Welsh women win award for achievements in social enterprise
Victoria Burrows, Sandy Ackers, Annie Donavan and Alison Hill have won the prestigious Network She Women in Education Award 2014. They are among the first students to complete a Masters in Social Enterprise while excelling at their demanding jobs.
Mark Richardson, Director of Social Enterprise at the University's Business School commented:
“Two years ago Bangor University launched Wales’ first Masters in Social Enterprise, and already it is empowering a new generation of Social Entrepreneurs. Our first cohort of students are now graduating, using their new-found knowledge and confidence to transform Wales for the better. This award for Victoria, Sandy, Annie and Alison is testament to their enormous hard work and commitment, and we look forward to witnessing the tremendous impact they will all have on Wales”
Victoria Burrows has spent the last two years juggling studying with her full time job as Deputy Manager for DangerPoint, a safety education charity based in Talacre, Flintshire.
Just being selected for the Masters was a challenge with almost 10 applicants for every place, and Victoria was thrilled to be part of the programme. It was an opportunity to invest in personal development and to learn from the Social Enterprise Sector in the UK and Ireland.

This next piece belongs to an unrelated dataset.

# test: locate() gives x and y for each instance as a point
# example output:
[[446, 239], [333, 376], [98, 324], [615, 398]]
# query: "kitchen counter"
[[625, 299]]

Social enterprises tackle many of the toughest problems in Wales like unemployment, mental health and drug and alcohol abuse. And they do this while trading like a regular business to become sustainable, long-term solutions.
The highlight during the last two years for Victoria has been learning from other social enterprises, and about their role in society and the impact they have on their community.
As a result of the hard work over the last two years, Victoria has decided to conduct freelance work with other charities and social enterprises to develop their funding and business strategies.
“The course has given me time to look at my future and the confidence to take steps to achieve my goals.
My tips or advice to other social enterprises would be to have an individual or individuals with and entrepreneurial flair on your board of directors or trustees. Never be afraid to operate commercially or make a profit – Social enterprises are not nonprofit organisations; they should compete with the private sector and be able to charge commercial rates for their services.”
The MSc was funded by Interreg and delivered in partnership between Bangor University and DCU Ryan Academy in Dublin. It is part of a wider project which provides high level training for social enterprises in targeted areas of Wales and Ireland.